# Brown Marmorated Stink Bug (BMSB) Risk Analysis in Minnesota: ETL and Data Preparation

Contributors: Mattie Gisselbeck and Luke Zaruba

Description: This notebook implements an automated ETL (Extract, Transform, Load) pipeline to prepare and clean data for analysis.

Last Updated: March 23, 2024

Note: Prior to executing this notebook, it is necessary to execute the <b>extractdata_MnGeo.ps1</b> script to download required datasets which can be found at /bmsb-risk-analysis-minnesota/tools/extractdata_MnGeo.ps1.

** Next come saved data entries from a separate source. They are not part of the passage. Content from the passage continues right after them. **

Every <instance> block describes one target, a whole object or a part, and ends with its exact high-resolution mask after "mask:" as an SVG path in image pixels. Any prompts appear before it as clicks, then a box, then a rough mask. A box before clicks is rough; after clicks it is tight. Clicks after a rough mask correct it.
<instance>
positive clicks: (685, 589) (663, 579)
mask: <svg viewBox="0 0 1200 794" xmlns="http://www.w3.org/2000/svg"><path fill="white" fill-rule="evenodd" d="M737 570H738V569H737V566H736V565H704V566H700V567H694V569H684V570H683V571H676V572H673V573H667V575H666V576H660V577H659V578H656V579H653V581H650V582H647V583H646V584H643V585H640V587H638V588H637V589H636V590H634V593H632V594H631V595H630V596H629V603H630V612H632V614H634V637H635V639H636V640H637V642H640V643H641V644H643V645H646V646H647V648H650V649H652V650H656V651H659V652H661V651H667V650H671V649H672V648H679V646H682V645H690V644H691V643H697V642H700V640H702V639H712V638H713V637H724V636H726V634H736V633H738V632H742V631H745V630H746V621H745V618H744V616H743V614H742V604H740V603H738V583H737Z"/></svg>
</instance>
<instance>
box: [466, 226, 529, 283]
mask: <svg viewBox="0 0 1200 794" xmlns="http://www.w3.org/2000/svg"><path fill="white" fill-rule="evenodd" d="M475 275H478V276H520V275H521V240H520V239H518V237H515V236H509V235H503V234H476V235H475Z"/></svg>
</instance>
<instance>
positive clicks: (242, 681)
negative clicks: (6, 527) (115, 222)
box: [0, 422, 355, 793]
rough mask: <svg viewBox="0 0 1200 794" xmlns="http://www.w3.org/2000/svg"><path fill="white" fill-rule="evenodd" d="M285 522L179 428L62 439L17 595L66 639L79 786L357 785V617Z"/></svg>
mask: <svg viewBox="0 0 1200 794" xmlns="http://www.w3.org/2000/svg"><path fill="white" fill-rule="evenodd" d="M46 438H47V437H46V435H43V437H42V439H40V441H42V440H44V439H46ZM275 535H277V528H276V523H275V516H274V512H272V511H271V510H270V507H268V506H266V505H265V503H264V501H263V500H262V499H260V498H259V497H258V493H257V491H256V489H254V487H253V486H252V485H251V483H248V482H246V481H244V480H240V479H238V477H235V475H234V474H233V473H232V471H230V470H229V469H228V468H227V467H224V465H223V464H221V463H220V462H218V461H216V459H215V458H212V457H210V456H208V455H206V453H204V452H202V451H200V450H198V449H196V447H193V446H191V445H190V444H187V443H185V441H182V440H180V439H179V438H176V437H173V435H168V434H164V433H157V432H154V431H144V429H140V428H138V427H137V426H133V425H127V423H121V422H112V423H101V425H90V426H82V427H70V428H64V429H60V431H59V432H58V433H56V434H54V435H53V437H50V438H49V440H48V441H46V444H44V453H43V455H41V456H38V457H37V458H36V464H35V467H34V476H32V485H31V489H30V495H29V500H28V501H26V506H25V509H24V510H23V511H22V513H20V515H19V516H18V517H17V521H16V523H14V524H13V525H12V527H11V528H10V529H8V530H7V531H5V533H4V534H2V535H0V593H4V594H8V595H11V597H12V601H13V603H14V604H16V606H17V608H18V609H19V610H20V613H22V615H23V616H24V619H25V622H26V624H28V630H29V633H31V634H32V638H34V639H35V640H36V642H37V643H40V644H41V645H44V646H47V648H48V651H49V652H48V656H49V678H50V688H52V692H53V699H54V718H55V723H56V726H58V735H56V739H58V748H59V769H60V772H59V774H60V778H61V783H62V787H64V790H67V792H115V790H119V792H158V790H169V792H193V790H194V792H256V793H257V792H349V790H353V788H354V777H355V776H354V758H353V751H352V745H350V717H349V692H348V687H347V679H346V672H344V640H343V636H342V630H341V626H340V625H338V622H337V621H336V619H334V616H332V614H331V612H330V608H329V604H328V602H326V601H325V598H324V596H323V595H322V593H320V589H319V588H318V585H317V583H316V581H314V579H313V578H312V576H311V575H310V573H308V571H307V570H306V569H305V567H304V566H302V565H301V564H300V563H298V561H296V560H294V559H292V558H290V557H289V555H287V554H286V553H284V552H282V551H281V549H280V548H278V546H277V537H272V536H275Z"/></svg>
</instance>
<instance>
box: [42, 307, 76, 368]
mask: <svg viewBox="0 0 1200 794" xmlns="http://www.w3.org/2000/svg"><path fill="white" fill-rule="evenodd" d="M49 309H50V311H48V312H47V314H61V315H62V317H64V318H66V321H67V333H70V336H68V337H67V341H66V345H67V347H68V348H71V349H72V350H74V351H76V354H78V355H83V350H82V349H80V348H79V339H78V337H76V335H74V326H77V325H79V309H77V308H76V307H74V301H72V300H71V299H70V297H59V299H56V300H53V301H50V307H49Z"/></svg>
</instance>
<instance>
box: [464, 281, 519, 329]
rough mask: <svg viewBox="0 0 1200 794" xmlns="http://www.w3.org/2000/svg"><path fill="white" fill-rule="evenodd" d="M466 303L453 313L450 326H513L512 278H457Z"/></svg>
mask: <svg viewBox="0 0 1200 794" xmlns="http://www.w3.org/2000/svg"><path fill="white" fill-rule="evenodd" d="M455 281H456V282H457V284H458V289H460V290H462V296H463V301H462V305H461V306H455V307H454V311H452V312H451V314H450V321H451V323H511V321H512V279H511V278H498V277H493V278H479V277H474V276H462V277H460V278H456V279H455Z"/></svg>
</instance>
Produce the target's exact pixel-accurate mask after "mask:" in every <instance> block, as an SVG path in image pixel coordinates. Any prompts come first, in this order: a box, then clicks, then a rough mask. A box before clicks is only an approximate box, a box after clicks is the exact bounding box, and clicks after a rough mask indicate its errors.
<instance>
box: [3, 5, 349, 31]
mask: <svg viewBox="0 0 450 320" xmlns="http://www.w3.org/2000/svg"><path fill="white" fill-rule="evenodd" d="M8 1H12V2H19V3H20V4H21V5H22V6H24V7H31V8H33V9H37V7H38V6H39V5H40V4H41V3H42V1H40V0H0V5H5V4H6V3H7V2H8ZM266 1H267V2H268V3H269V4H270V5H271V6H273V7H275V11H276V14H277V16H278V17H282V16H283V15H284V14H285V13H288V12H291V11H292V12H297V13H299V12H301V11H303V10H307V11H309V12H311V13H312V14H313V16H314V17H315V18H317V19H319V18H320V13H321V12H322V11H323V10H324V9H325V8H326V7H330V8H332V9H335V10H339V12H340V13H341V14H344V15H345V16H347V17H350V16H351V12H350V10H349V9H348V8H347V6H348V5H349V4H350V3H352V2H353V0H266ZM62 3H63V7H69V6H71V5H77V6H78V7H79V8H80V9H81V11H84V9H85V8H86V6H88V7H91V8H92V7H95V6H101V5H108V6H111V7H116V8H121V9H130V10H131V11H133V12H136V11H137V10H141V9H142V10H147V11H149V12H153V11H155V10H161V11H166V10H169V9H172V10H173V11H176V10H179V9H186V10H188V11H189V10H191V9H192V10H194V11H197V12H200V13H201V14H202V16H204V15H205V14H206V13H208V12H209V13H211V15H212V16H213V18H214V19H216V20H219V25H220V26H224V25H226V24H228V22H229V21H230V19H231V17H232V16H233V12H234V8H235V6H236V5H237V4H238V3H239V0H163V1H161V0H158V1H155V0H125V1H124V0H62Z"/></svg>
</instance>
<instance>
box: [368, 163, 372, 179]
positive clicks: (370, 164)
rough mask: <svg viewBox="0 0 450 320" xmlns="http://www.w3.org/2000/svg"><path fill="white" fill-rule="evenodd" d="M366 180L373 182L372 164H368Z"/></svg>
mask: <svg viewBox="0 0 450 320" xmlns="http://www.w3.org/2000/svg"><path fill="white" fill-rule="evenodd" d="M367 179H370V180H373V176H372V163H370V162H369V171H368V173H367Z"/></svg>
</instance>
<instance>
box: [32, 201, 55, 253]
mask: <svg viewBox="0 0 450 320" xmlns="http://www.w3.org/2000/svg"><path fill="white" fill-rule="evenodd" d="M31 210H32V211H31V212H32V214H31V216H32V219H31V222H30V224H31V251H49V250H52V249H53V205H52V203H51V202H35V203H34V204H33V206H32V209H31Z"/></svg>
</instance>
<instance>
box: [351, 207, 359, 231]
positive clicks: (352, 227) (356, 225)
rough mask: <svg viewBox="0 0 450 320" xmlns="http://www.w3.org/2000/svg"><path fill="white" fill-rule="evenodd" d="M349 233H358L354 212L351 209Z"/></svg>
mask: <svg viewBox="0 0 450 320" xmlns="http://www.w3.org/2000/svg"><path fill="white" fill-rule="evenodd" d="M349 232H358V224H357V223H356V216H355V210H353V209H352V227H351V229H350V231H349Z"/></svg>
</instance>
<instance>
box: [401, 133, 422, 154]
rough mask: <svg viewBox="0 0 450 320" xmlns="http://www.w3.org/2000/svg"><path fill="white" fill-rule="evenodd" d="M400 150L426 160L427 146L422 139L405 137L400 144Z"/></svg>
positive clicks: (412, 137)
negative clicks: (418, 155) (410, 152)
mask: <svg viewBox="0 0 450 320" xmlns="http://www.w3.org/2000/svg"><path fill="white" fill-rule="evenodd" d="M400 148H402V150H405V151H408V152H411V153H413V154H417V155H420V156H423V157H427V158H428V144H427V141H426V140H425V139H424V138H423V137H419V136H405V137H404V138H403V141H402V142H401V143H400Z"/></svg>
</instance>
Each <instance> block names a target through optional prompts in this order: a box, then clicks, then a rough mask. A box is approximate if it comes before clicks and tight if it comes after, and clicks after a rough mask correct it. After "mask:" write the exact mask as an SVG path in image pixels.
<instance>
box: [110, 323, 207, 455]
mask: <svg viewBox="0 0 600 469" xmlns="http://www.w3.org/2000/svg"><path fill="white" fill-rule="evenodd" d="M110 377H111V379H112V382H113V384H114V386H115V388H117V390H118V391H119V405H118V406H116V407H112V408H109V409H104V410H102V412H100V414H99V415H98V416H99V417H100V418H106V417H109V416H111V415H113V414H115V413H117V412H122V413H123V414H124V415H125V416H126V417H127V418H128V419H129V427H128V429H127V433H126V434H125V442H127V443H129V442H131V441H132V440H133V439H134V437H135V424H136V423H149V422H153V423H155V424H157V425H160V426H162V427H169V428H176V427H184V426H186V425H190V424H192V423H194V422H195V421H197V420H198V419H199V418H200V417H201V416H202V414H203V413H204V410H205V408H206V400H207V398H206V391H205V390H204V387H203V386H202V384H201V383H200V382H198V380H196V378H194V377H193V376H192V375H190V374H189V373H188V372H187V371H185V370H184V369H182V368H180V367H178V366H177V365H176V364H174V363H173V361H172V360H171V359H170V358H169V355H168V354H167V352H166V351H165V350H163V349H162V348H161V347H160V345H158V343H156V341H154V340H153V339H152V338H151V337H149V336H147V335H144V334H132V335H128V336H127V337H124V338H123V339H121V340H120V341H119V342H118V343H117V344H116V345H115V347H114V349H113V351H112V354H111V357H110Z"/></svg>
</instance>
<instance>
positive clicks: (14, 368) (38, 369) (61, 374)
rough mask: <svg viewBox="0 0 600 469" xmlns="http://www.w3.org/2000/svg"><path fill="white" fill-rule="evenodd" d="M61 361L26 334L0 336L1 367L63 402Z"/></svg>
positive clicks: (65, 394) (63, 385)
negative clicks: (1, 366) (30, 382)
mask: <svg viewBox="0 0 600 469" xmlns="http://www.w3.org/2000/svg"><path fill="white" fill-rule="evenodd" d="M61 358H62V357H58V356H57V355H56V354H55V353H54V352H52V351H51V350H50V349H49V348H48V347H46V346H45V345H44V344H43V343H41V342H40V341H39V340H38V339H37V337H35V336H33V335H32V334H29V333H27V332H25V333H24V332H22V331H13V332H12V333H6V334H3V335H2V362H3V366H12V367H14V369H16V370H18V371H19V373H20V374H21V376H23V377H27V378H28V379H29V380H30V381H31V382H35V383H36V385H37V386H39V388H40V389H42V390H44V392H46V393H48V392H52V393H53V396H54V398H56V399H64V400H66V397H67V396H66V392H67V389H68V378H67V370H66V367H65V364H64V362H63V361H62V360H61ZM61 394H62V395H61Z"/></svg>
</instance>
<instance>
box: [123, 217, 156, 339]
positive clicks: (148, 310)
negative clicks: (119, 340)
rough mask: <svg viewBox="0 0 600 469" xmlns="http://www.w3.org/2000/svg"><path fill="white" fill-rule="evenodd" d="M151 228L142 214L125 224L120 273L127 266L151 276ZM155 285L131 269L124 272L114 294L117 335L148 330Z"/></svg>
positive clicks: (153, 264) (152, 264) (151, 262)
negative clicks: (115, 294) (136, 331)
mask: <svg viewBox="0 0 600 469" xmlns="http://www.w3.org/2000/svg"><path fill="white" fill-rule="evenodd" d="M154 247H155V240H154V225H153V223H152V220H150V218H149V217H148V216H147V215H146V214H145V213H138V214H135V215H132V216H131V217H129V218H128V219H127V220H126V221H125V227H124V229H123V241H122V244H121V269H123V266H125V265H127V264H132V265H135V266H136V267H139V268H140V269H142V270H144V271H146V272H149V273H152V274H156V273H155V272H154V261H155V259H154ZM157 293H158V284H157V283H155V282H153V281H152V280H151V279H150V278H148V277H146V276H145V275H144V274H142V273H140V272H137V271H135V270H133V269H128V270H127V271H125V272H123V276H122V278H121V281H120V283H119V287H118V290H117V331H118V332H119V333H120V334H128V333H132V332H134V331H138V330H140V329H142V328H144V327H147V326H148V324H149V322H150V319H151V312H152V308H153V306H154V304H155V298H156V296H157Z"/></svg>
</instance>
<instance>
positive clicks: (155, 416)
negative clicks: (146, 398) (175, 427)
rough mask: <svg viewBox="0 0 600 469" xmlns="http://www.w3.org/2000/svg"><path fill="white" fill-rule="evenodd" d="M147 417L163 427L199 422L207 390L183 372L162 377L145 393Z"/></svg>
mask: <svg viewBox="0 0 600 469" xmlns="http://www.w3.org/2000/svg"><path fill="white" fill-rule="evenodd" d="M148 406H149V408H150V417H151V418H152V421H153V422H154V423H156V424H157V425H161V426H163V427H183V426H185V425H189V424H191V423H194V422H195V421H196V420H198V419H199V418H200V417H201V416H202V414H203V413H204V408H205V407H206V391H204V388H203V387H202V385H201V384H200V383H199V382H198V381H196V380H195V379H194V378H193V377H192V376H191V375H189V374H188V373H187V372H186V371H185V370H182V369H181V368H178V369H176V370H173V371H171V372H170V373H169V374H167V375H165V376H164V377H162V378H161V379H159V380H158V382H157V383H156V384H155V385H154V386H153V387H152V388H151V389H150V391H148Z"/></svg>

### 0. Import Packages and Modules

In [7]:
# Import Packages and Modules
import os
import sys
import arcgis
import arcpy
import pandas as pd

# Import Modules
sys.path.append('/arcgis/home/functions')
from etl import WeatherLoader, ObservationLoader

### 1. Configure Working Directory and GeoDatabase

In [9]:
# Set GDB Workspace
gdb_directory = r"/arcgis/home/data/gdb"
gdb_name = "bmsb_risk_analysis"
gdb_path = os.path.join(gdb_directory, f"{gdb_name}.gdb")

# Check if GDB Folder Exists
if not os.path.exists(gdb_directory):
    os.mkdir(gdb_directory)
    arcpy.management.CreateFileGDB(gdb_directory, gdb_name)
    
    print("GDB Created")

# Check if Directory and/or GDB Exist
else:
    if not os.path.exists(gdb_path):
        arcpy.management.CreateFileGDB(gdb_directory, gdb_name)
        
        print("Directory Exists and GDB Created")
        
    else:
        print("Directory and GDB Exist: ", gdb_path)

GDB Created


### 2. Set File Paths

In [25]:
# Set Paths for Downloaded Datasets
nlcd_tif = '/arcgis/home/data/mnNLCD/NLCD_2019_Land_Cover.tif'
cityboundaries_shp = '/arcgis/home/data/mnCityBoundaries/city_township_unorg.shp'
dem_gdb = '/arcgis/home/data/mnDEM/elev_30m_digital_elevation_model.gdb/digital_elevation_model_30m'
bmsbobservations_csv = '/arcgis/home/data/mnBMSBObservations/BMSBObservations.csv'

### 3. Extract, Transform, and Load RWIS Weather Data and BMSB Observation Data to GDB

In [21]:
# Extract and Transform RWIS Weather Data
weather_df = WeatherLoader.multi_month([4, 5, 6, 7, 8, 9], 2022)
weather_df # Display WX Values are the Mean Daily Values (i.e., Mean Maximum Temperture)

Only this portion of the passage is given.